How to metric

Lesson 1: Use Percentiles

Alternate title: avoid averages like the plague.

  1. Percentiles aren’t skewed by outliers like averages are.
  2. Every percentile data point is an actual user experience, unlike averages.

Lesson 2: Use Alarms

This one is obvious. A metric without an alarm is a manual chore you’ve assigned yourself, dooming you to one of two fates:

  • Fate 1: You’ll never look at it
  • Fate 2: You’ll force yourself to review it on a schedule (boring)

Lesson 3: Adaptive Thresholds

Most metrics have predictable cycles. Perhaps your traffic grows during daytime hours and shrinks during nighttime hours. A flat threshold won’t notify you if there is an unusual traffic spike at night.

Lesson 4: Missing Metrics

It’s natural to think about alarm thresholds, but what if a metric stops reporting? The absence of a metric can be just as bad as a metric that breaches a threshold. For every alarm you create, you should have a corresponding alarm that fires if the metric stops reporting. Like regular alarms, these should also have a grace period to avoid false alarms if the metric recovers on its own (or maybe use a daytime alarm in this case).

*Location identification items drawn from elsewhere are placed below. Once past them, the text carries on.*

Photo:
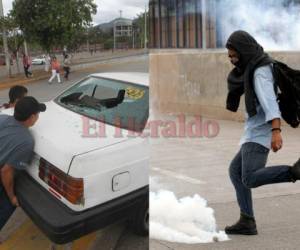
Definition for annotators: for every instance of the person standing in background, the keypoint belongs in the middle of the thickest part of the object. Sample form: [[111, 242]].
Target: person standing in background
[[26, 64], [66, 66], [47, 62], [55, 70]]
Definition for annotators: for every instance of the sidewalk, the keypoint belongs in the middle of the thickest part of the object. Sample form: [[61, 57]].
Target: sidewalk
[[190, 166], [81, 61]]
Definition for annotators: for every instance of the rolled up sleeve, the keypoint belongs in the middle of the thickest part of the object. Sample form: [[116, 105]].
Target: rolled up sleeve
[[264, 89]]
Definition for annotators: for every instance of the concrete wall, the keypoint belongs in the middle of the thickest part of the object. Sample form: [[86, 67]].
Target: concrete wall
[[194, 81]]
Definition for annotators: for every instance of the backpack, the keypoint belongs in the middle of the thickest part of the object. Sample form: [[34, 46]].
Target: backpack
[[287, 81]]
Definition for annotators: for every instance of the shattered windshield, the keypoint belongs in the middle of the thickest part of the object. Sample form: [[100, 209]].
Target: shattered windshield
[[121, 104]]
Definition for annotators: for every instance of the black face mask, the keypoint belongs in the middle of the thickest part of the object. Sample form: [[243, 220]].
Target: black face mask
[[246, 46]]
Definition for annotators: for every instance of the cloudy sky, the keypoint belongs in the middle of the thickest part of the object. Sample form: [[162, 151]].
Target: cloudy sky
[[107, 9]]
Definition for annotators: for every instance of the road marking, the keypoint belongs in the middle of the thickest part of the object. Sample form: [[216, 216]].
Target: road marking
[[179, 176], [29, 237]]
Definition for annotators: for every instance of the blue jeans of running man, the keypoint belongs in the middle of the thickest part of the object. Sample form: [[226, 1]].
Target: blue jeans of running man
[[248, 170], [6, 208]]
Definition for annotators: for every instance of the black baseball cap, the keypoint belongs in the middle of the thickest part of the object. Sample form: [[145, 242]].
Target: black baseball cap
[[26, 107]]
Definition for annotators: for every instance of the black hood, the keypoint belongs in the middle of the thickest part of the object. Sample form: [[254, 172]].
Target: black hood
[[246, 46], [240, 79]]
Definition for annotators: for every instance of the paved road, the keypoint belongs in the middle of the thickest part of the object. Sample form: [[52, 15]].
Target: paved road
[[22, 233], [190, 166]]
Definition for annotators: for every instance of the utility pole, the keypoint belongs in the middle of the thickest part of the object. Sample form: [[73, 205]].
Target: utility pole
[[7, 60], [115, 35], [145, 38], [133, 38], [203, 7], [25, 48]]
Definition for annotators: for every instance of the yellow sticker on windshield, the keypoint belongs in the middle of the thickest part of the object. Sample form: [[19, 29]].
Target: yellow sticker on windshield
[[134, 93]]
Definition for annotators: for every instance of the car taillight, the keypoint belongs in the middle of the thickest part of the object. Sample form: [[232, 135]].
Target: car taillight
[[67, 186]]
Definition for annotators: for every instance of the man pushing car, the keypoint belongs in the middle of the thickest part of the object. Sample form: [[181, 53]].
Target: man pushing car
[[16, 148]]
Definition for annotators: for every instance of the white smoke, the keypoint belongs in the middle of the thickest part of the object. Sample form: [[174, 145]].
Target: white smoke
[[275, 24], [187, 220]]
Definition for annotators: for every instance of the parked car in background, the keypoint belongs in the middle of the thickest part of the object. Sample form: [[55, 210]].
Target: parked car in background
[[87, 171], [39, 60]]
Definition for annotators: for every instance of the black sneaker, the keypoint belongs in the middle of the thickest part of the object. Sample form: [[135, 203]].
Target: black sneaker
[[245, 226], [295, 171]]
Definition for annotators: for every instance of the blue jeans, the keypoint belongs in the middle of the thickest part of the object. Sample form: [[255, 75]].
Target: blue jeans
[[6, 208], [248, 170]]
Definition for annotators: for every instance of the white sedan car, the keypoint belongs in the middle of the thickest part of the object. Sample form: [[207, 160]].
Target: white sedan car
[[90, 167], [39, 60]]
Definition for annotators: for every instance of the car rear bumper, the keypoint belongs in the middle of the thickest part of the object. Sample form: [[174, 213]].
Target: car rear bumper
[[60, 223]]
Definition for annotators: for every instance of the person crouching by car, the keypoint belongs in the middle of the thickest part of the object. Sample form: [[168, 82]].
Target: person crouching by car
[[16, 150], [15, 93], [55, 70]]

Lesson 5: Regular Automated Reviews

Things change. Make sure your alarms change with them. For example, let’s say you recently shipped some new code which drastically improves the runtime speed of your application. You have some alarms that will tell you if performance gets worse, but their thresholds are based on the old (slow) performance. These need to be updated now, but how would you remember that? The answer is that you should build mechanisms to take care of this for you.

Lesson 6: What to Measure

I like the Etsy philosophy: measure everything. But sometimes I need a little inspiration to think of the specific metrics I should be measuring. To help get the creative juices flowing, I like to ask myself these kinds of questions:

  • What are my customers trying to achieve when they use my software?
  • What decisions do customers have to make when using my software (click this or click that)? What do they chose?
  • What are my important business objectives?
  • When my software fails, how will that manifest?
  • What are the basic operating needs of my software (CPU, memory, network access, disk usage, performance of downstream dependencies)? How can I measure that those needs are being met?
  • In the code my team wrote last week, what would my boss ask me about?
  • What are the performance requirements of my software?
  • P50, P90, P99 latency. This is the amount of time the server spends processing each HTTP request, between the time the request arrives at your code, and the time your code generates the response. Slice this per URL pattern.
  • Latency breakdown: time spent in application code, time spent waiting for the database, cache, or downstream services. There are tools that do this like New Relic (but last I checked, New Relic only used averages and not percentiles, ugh).
  • Number of requests that result in response code 2xx, 3xx, 4xx, and 5xx. Set alarms on the last 2. A 4xx alarm may tell you that your clients can’t figure out how to use your API. A 5xx alarm tells you you’ve got serious issues. Use both absolute counts and rates. Example: alarm if the 5xx rate exceeds 0.025% of all requests.
  • Number of GET, PUT, POST, DELETE, etc. requests.
  • Total number of requests. Set an alarm that tells you if traffic surges unexpectedly, or if request counts go to zero!
  • Application-specific load times (P50, P90, P99). Twitter uses time to first tweet. We use the performance API to determine how long it took before the user could start interacting with our page. What is the best measure of your application’s startup time?
  • P50, P90, P99 request and response payload sizes.
  • P50, P90, and P99 gzip compression ratio. How much is gzip helping your clients? Are your payloads actually compressible?
  • Number of load balancer spillovers. How often are your inbound requests rejected because your web servers are at capacity.
  • Cache hit and miss counts.
  • P0, P50, and P100 for the sizes of objects stored in your cache.
  • The basic host metrics: disk utilization, disk I/O rate, memory utilization, and cpu utilization. One very useful metric lots of people don’t think of is load average, which tells you how well your hardware (including disk and network) is keeping up with the demands of your software.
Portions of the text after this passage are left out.